GARUT – Guinness World Records resmi mencantumkan piramida Djoser Step Mesir sebagai piramida tertua di dunia (sekitar 2.630 SM). Namun, sebuah makalah penelitian menyebutkan bahwa lapisan piramida di Gunung Padang di Indonesia dibangun sejak 25.000 SM, meskipun sejak saat itu terdapat keraguan apakah struktur tersebut buatan manusia atau bukan.

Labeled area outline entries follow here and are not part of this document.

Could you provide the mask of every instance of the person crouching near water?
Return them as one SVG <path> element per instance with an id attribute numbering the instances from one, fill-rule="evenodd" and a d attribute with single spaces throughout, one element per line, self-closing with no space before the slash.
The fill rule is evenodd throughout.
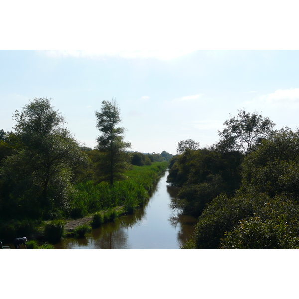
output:
<path id="1" fill-rule="evenodd" d="M 27 242 L 27 238 L 26 237 L 23 237 L 23 238 L 17 238 L 14 239 L 13 241 L 13 245 L 15 247 L 16 249 L 20 249 L 21 244 L 24 244 L 25 248 L 27 249 L 27 246 L 26 246 L 25 242 Z"/>

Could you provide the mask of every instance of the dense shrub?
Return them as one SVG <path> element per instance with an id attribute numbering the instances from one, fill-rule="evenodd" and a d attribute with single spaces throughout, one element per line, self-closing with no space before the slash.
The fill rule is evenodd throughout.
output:
<path id="1" fill-rule="evenodd" d="M 104 217 L 102 213 L 96 213 L 93 215 L 91 226 L 94 228 L 100 227 L 103 223 L 104 223 Z"/>
<path id="2" fill-rule="evenodd" d="M 59 241 L 64 233 L 64 222 L 61 220 L 49 222 L 45 226 L 45 237 L 50 242 Z"/>
<path id="3" fill-rule="evenodd" d="M 74 233 L 77 235 L 79 238 L 83 238 L 86 233 L 88 233 L 91 231 L 91 227 L 87 225 L 87 224 L 82 224 L 77 226 L 74 230 Z"/>

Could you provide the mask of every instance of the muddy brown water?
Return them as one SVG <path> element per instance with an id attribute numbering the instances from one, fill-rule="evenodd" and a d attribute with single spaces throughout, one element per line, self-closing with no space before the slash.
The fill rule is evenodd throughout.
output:
<path id="1" fill-rule="evenodd" d="M 84 238 L 65 238 L 57 249 L 177 249 L 194 231 L 197 219 L 181 215 L 170 204 L 177 189 L 166 182 L 168 171 L 145 206 L 133 215 L 93 229 Z"/>

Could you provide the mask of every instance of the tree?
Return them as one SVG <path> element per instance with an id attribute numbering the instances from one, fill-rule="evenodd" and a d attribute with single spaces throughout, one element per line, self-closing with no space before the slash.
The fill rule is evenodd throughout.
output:
<path id="1" fill-rule="evenodd" d="M 73 170 L 86 161 L 86 155 L 46 98 L 34 99 L 14 117 L 22 147 L 0 169 L 2 195 L 10 207 L 14 204 L 31 216 L 51 217 L 67 206 Z"/>
<path id="2" fill-rule="evenodd" d="M 224 123 L 226 128 L 218 130 L 220 141 L 216 148 L 224 151 L 237 150 L 247 155 L 261 140 L 274 133 L 275 124 L 256 112 L 238 111 L 236 117 L 231 117 Z"/>
<path id="3" fill-rule="evenodd" d="M 125 150 L 131 147 L 131 143 L 124 141 L 125 129 L 116 127 L 121 120 L 115 100 L 103 101 L 102 105 L 101 111 L 95 112 L 96 127 L 102 133 L 97 139 L 97 149 L 103 153 L 97 174 L 100 181 L 108 181 L 112 186 L 115 179 L 121 178 L 128 165 L 128 157 Z"/>
<path id="4" fill-rule="evenodd" d="M 177 144 L 176 152 L 178 154 L 182 154 L 187 149 L 189 149 L 191 150 L 196 150 L 199 148 L 199 143 L 193 139 L 181 140 Z"/>

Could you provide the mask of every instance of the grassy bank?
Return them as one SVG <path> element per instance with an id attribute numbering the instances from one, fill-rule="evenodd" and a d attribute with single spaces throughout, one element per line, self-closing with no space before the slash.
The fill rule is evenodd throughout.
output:
<path id="1" fill-rule="evenodd" d="M 77 184 L 70 202 L 69 216 L 82 218 L 98 211 L 121 206 L 132 213 L 148 199 L 154 186 L 167 169 L 167 162 L 150 166 L 133 166 L 126 173 L 127 179 L 95 185 L 91 181 Z"/>
<path id="2" fill-rule="evenodd" d="M 116 182 L 112 187 L 105 183 L 95 185 L 91 181 L 78 184 L 70 198 L 69 209 L 60 216 L 66 221 L 88 215 L 92 217 L 90 224 L 95 227 L 113 221 L 120 215 L 132 213 L 146 202 L 154 186 L 165 173 L 167 165 L 167 162 L 156 162 L 150 166 L 133 166 L 126 173 L 126 180 Z M 0 239 L 9 242 L 20 235 L 39 235 L 40 238 L 42 235 L 42 240 L 51 242 L 52 240 L 49 236 L 55 238 L 56 230 L 59 232 L 57 239 L 67 236 L 68 232 L 61 232 L 61 223 L 58 225 L 55 221 L 41 223 L 12 220 L 0 226 Z M 36 234 L 37 231 L 39 234 Z M 48 237 L 44 238 L 46 235 Z M 74 232 L 68 235 L 73 236 Z"/>

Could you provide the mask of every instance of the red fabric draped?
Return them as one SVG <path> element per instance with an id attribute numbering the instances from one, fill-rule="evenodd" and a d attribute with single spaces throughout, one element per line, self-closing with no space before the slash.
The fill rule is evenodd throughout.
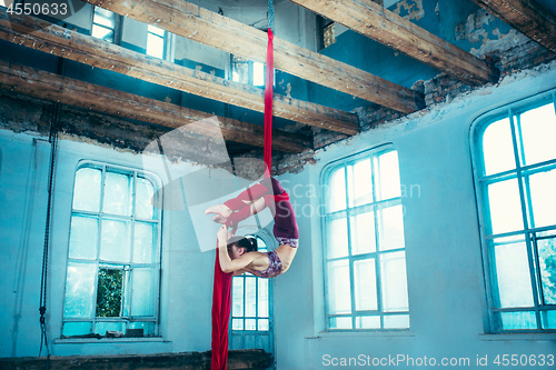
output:
<path id="1" fill-rule="evenodd" d="M 272 164 L 272 93 L 275 52 L 272 30 L 268 29 L 267 71 L 265 80 L 265 178 L 270 177 Z"/>
<path id="2" fill-rule="evenodd" d="M 270 177 L 272 164 L 272 93 L 274 93 L 274 34 L 268 29 L 267 70 L 265 82 L 265 178 Z M 229 227 L 229 221 L 226 223 Z M 212 290 L 212 361 L 211 370 L 226 370 L 228 364 L 228 326 L 231 309 L 231 273 L 225 273 L 218 258 L 215 261 Z"/>
<path id="3" fill-rule="evenodd" d="M 212 360 L 210 366 L 210 369 L 216 370 L 226 370 L 228 364 L 228 324 L 230 322 L 231 309 L 231 273 L 225 273 L 220 268 L 217 241 L 215 284 L 212 288 Z"/>

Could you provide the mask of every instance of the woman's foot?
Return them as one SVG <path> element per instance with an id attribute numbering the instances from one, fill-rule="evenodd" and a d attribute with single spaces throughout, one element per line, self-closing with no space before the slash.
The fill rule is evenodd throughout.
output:
<path id="1" fill-rule="evenodd" d="M 212 206 L 212 207 L 207 208 L 207 210 L 205 211 L 205 214 L 216 213 L 216 216 L 212 218 L 212 221 L 218 222 L 218 223 L 226 223 L 226 220 L 228 219 L 228 217 L 230 217 L 230 214 L 232 212 L 234 211 L 231 209 L 229 209 L 227 206 L 217 204 L 217 206 Z"/>

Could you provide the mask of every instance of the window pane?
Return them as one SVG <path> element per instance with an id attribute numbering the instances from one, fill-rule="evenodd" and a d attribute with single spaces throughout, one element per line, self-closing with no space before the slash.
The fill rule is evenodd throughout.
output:
<path id="1" fill-rule="evenodd" d="M 245 320 L 245 330 L 257 330 L 257 320 L 255 319 L 246 319 Z"/>
<path id="2" fill-rule="evenodd" d="M 239 318 L 244 316 L 244 278 L 236 277 L 231 279 L 232 289 L 231 292 L 231 316 Z"/>
<path id="3" fill-rule="evenodd" d="M 356 329 L 380 329 L 379 316 L 358 316 L 355 318 Z"/>
<path id="4" fill-rule="evenodd" d="M 329 318 L 328 327 L 330 329 L 351 329 L 351 318 Z"/>
<path id="5" fill-rule="evenodd" d="M 96 263 L 68 263 L 66 304 L 63 308 L 64 318 L 93 317 L 95 306 L 92 297 L 96 274 Z"/>
<path id="6" fill-rule="evenodd" d="M 136 222 L 133 237 L 133 262 L 156 262 L 157 226 L 146 222 Z"/>
<path id="7" fill-rule="evenodd" d="M 532 109 L 520 116 L 524 164 L 534 164 L 556 158 L 556 116 L 554 104 Z"/>
<path id="8" fill-rule="evenodd" d="M 328 263 L 328 312 L 351 313 L 351 284 L 349 282 L 349 261 Z"/>
<path id="9" fill-rule="evenodd" d="M 165 52 L 165 39 L 159 36 L 148 33 L 147 54 L 162 59 L 163 52 Z"/>
<path id="10" fill-rule="evenodd" d="M 556 311 L 540 312 L 540 322 L 543 323 L 543 329 L 556 329 Z"/>
<path id="11" fill-rule="evenodd" d="M 155 269 L 133 269 L 131 280 L 131 314 L 155 314 Z"/>
<path id="12" fill-rule="evenodd" d="M 385 253 L 380 256 L 383 309 L 388 311 L 407 311 L 407 273 L 405 252 Z"/>
<path id="13" fill-rule="evenodd" d="M 330 176 L 328 186 L 328 212 L 346 209 L 346 170 L 340 168 Z"/>
<path id="14" fill-rule="evenodd" d="M 119 331 L 121 333 L 126 332 L 125 322 L 110 322 L 110 321 L 97 321 L 95 323 L 95 332 L 101 336 L 106 336 L 107 331 Z"/>
<path id="15" fill-rule="evenodd" d="M 258 330 L 261 330 L 261 331 L 269 330 L 268 319 L 261 319 L 261 320 L 259 320 L 259 329 Z"/>
<path id="16" fill-rule="evenodd" d="M 375 259 L 354 262 L 354 282 L 355 309 L 378 309 Z"/>
<path id="17" fill-rule="evenodd" d="M 81 168 L 76 173 L 73 188 L 73 209 L 98 212 L 100 207 L 100 180 L 102 171 L 95 168 Z"/>
<path id="18" fill-rule="evenodd" d="M 404 248 L 404 208 L 401 204 L 379 209 L 377 217 L 379 250 Z"/>
<path id="19" fill-rule="evenodd" d="M 540 280 L 545 304 L 556 304 L 556 239 L 537 241 Z"/>
<path id="20" fill-rule="evenodd" d="M 385 329 L 408 329 L 409 314 L 388 314 L 384 317 Z"/>
<path id="21" fill-rule="evenodd" d="M 529 263 L 525 242 L 496 246 L 495 259 L 499 292 L 498 307 L 533 307 Z"/>
<path id="22" fill-rule="evenodd" d="M 129 329 L 142 329 L 143 336 L 155 336 L 155 322 L 130 322 Z"/>
<path id="23" fill-rule="evenodd" d="M 370 158 L 348 167 L 349 207 L 373 202 Z"/>
<path id="24" fill-rule="evenodd" d="M 268 279 L 257 279 L 259 283 L 259 318 L 268 318 Z"/>
<path id="25" fill-rule="evenodd" d="M 155 34 L 160 36 L 160 37 L 165 36 L 165 30 L 163 29 L 161 29 L 159 27 L 156 27 L 156 26 L 152 26 L 152 24 L 149 24 L 147 30 L 149 32 L 155 33 Z"/>
<path id="26" fill-rule="evenodd" d="M 530 176 L 529 186 L 535 227 L 556 224 L 556 170 Z"/>
<path id="27" fill-rule="evenodd" d="M 252 62 L 252 84 L 265 86 L 265 63 Z"/>
<path id="28" fill-rule="evenodd" d="M 110 10 L 106 10 L 98 7 L 95 8 L 95 18 L 92 20 L 95 23 L 102 24 L 108 28 L 113 28 L 115 19 L 116 14 Z"/>
<path id="29" fill-rule="evenodd" d="M 499 173 L 516 168 L 509 119 L 490 123 L 483 134 L 485 174 Z"/>
<path id="30" fill-rule="evenodd" d="M 232 330 L 244 330 L 244 319 L 232 319 L 231 320 Z"/>
<path id="31" fill-rule="evenodd" d="M 109 262 L 129 262 L 129 222 L 102 221 L 100 259 Z"/>
<path id="32" fill-rule="evenodd" d="M 256 296 L 257 278 L 245 278 L 245 316 L 254 318 L 257 316 L 257 296 Z"/>
<path id="33" fill-rule="evenodd" d="M 504 330 L 537 329 L 535 312 L 500 312 Z"/>
<path id="34" fill-rule="evenodd" d="M 86 322 L 64 322 L 62 327 L 62 336 L 86 336 L 91 333 L 92 323 Z"/>
<path id="35" fill-rule="evenodd" d="M 69 258 L 97 259 L 99 220 L 96 217 L 71 218 Z"/>
<path id="36" fill-rule="evenodd" d="M 327 231 L 328 258 L 348 256 L 347 219 L 331 220 Z"/>
<path id="37" fill-rule="evenodd" d="M 367 212 L 351 217 L 351 254 L 375 252 L 375 213 Z"/>
<path id="38" fill-rule="evenodd" d="M 401 197 L 397 151 L 375 157 L 375 177 L 377 200 Z"/>
<path id="39" fill-rule="evenodd" d="M 487 188 L 492 233 L 523 230 L 522 204 L 517 180 L 492 183 Z"/>
<path id="40" fill-rule="evenodd" d="M 121 311 L 123 270 L 99 269 L 97 318 L 118 318 Z"/>
<path id="41" fill-rule="evenodd" d="M 103 211 L 106 213 L 131 216 L 133 178 L 129 174 L 107 172 Z"/>
<path id="42" fill-rule="evenodd" d="M 152 220 L 156 217 L 155 208 L 155 188 L 152 183 L 147 179 L 137 179 L 137 190 L 136 190 L 136 218 Z"/>
<path id="43" fill-rule="evenodd" d="M 97 26 L 92 24 L 92 32 L 91 32 L 93 38 L 107 41 L 107 42 L 113 42 L 113 30 L 110 30 L 108 28 L 105 28 L 102 26 Z"/>

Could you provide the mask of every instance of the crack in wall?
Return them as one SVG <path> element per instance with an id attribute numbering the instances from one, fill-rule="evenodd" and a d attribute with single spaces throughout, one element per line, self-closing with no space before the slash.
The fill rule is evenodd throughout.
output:
<path id="1" fill-rule="evenodd" d="M 419 20 L 425 17 L 423 0 L 403 0 L 396 4 L 393 12 L 409 20 Z"/>

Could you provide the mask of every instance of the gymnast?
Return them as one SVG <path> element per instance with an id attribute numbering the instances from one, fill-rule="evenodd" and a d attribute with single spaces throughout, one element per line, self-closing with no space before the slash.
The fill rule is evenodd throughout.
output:
<path id="1" fill-rule="evenodd" d="M 262 253 L 257 251 L 255 238 L 232 236 L 240 221 L 266 207 L 274 214 L 274 234 L 279 247 Z M 208 208 L 205 214 L 209 213 L 216 213 L 215 222 L 225 223 L 217 233 L 218 258 L 224 272 L 238 276 L 247 271 L 260 278 L 274 278 L 289 269 L 297 252 L 299 229 L 289 196 L 276 179 L 264 179 L 237 198 Z M 235 229 L 232 232 L 228 232 L 227 221 L 230 221 L 230 229 Z"/>

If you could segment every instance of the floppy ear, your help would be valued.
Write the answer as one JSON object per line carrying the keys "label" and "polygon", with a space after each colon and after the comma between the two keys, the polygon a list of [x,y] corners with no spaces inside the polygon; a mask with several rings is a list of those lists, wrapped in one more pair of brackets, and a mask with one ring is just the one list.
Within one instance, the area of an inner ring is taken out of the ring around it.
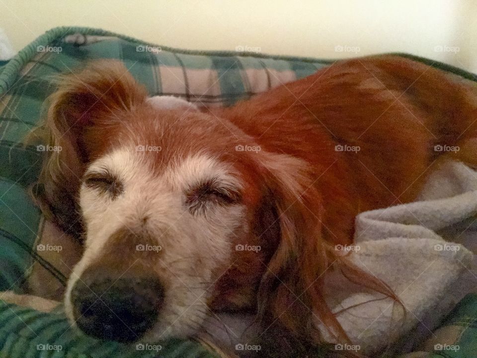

Dalam penelitian yang dipimpin Danny Hilman Natawidjaja dari Lembaga Ilmu Pengetahuan Indonesia dan diterbitkan dalam jurnal A Archeological Prospection, para akademisi menulis bahwa
“Inti piramida terdiri dari lava andesit besar yang diukir dengan rumit dan elemen bangunan tertua dari piramida kemungkinan besar berasal dari bukit lava alami sebelum diukir dan kemudian dibungkus secara arsitektural.”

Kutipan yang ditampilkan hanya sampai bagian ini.